The Apple TV app, much like Apple Music, isn’t limited to a few, expensive devices. Roku users will now be able to use the Apple TV app and will soon have access to Apple TV+.
By Chand Bellur
October 16, 2019 at 11:51 a.m. PDT
Apple TV Expands to Roku and Other Non-Apple Devices
Apple’s new, aggressive strategy seeks to end the notion of a walled garden. With few notable exceptions, Apple services have only worked on Apple devices. The Cupertino company will sometimes open a service to other devices, if it proves lucrative. This was the case with iTunes and the iPod, which first only worked with Apple’s then-new iMac, but eventually operated with Windows PCs.
Resuming this strategy with Apple Music, which was made available to Android devices, the company again realized the benefit of opening services to the rest of the world. No matter how hard they try, Android will probably dominate the smartphone market. Apple finally decided to capitalize on this reality, instead of brood over it.
The new Apple TV app seems to indicate the company’s frustration with the Apple TV device. Despite revamping the platform in 2015, adding an App Store, Siri Remote and other advanced features, it was too late and too much. Apple TV devices feature industry-leading hardware, however, consumers want inexpensive streaming dongles. After all, most households still need a cable box, so another $150 to $200 for an Apple TV is a lot to ask, when competing devices sell for $30.
The Apple TV device never really caught on. A pivot to TV as a service became necessary. Apple decoupled their TV service from the device, making it available as the Apple TV app.
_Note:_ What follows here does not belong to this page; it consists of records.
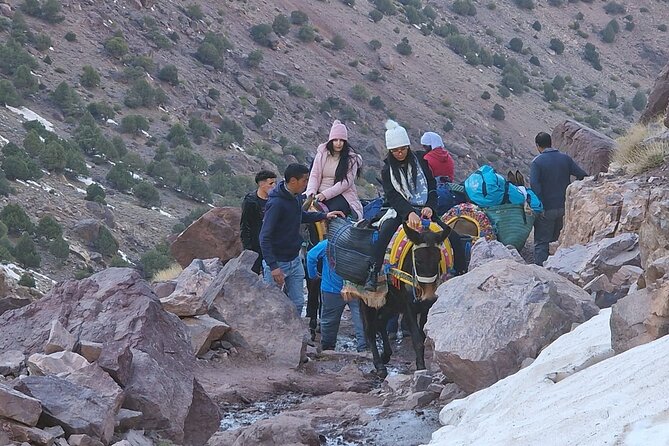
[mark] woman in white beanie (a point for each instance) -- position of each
(409, 189)
(333, 173)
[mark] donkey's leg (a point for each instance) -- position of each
(369, 316)
(417, 338)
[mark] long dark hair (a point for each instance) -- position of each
(346, 160)
(396, 165)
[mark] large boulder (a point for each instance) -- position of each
(658, 99)
(589, 148)
(262, 318)
(117, 308)
(581, 264)
(602, 207)
(215, 234)
(486, 322)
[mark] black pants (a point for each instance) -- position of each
(387, 231)
(338, 203)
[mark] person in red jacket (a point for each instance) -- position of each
(440, 161)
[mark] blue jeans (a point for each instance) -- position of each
(332, 307)
(547, 229)
(294, 285)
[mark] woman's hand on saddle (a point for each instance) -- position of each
(333, 214)
(413, 221)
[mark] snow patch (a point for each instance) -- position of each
(30, 115)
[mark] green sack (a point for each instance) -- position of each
(511, 223)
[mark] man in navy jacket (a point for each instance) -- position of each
(550, 174)
(280, 238)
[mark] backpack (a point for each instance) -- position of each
(486, 188)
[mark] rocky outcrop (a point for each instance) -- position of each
(589, 148)
(262, 318)
(144, 348)
(215, 234)
(658, 99)
(486, 322)
(484, 251)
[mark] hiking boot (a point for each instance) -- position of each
(372, 280)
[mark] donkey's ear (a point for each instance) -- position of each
(412, 235)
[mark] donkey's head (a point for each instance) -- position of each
(425, 258)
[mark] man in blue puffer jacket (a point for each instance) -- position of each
(280, 238)
(332, 304)
(550, 175)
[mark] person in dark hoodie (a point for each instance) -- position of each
(280, 239)
(253, 210)
(410, 190)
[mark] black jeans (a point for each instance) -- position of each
(547, 229)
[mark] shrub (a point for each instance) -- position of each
(254, 59)
(298, 18)
(375, 15)
(95, 192)
(134, 124)
(524, 4)
(48, 228)
(89, 77)
(516, 44)
(306, 34)
(147, 194)
(16, 219)
(116, 47)
(498, 112)
(403, 47)
(59, 248)
(8, 94)
(105, 243)
(27, 280)
(120, 178)
(557, 46)
(25, 252)
(169, 74)
(639, 101)
(463, 7)
(281, 25)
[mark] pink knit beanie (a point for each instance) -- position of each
(338, 131)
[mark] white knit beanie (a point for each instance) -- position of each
(396, 135)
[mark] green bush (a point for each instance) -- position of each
(557, 46)
(147, 194)
(105, 243)
(134, 124)
(48, 228)
(169, 74)
(89, 77)
(16, 219)
(27, 280)
(95, 192)
(59, 248)
(116, 47)
(281, 25)
(463, 7)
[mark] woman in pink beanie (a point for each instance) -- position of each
(333, 173)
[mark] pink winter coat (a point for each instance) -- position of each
(346, 188)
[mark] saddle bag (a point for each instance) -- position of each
(350, 250)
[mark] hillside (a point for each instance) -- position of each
(250, 100)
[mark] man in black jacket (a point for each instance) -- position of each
(280, 238)
(253, 211)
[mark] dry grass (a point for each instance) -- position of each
(635, 156)
(170, 273)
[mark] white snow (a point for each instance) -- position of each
(30, 115)
(574, 393)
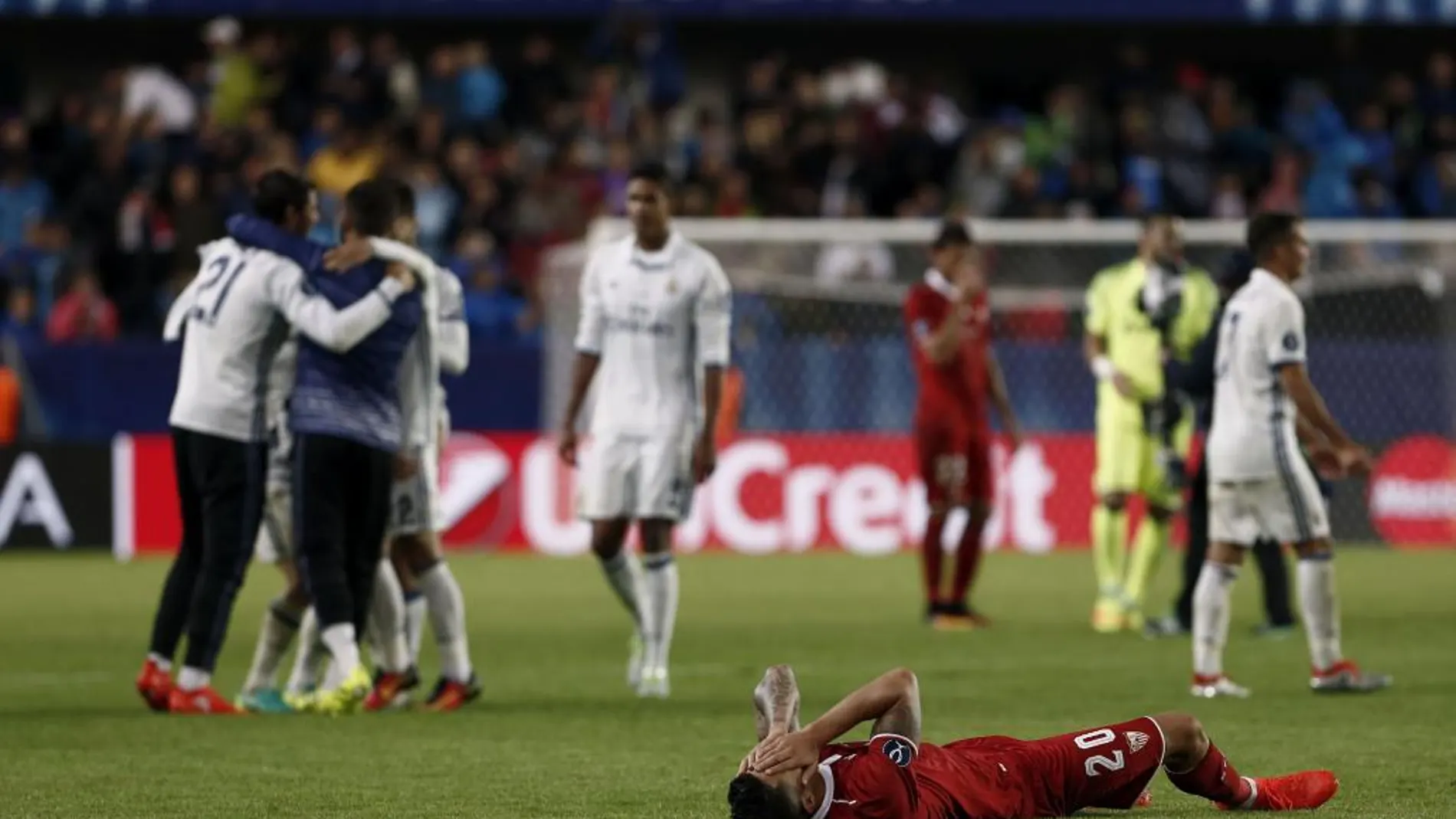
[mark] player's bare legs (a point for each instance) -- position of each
(932, 559)
(1320, 604)
(1195, 765)
(280, 626)
(1148, 550)
(1110, 560)
(660, 604)
(957, 611)
(625, 576)
(444, 603)
(393, 671)
(1331, 671)
(1210, 621)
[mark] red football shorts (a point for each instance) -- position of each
(956, 464)
(1104, 767)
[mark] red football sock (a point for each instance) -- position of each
(1213, 778)
(932, 556)
(967, 559)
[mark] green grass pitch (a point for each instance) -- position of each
(559, 736)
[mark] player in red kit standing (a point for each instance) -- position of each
(948, 325)
(802, 773)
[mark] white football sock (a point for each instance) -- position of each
(344, 647)
(309, 658)
(446, 607)
(386, 620)
(1210, 618)
(660, 582)
(192, 678)
(625, 578)
(414, 623)
(280, 624)
(1321, 608)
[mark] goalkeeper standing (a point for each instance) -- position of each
(1140, 313)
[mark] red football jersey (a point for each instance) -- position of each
(954, 391)
(890, 777)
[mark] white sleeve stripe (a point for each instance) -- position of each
(913, 744)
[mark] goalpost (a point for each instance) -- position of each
(820, 346)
They continue to expand compatibility, bringing Apple TV to Samsung Smart TVs, and now Roku devices. It’s likely that Apple TV will be available for Android devices soon.
Apple TV App Boosts Roku Stock
The announcement of Apple TV coming to Roku sent shares soaring. The stock went up about 15 points since the announcement. It signals that Roku is a key player in the streaming media industry. Apple capitulated, admitting that if they want to be a serious player in TV, they can’t accomplish it with their own streaming device.
Apple TV, the device, is well-made, but too expensive. At the end of the day, people don’t want to play video games on a TV device. They just want a inexpensive way to binge-watch their favorite shows. Apple should seriously consider either making an inexpensive TV dongle or licensing AirPlay technology to more smart TVs. Either strategy would likely boost device sales as well as subscription revenues.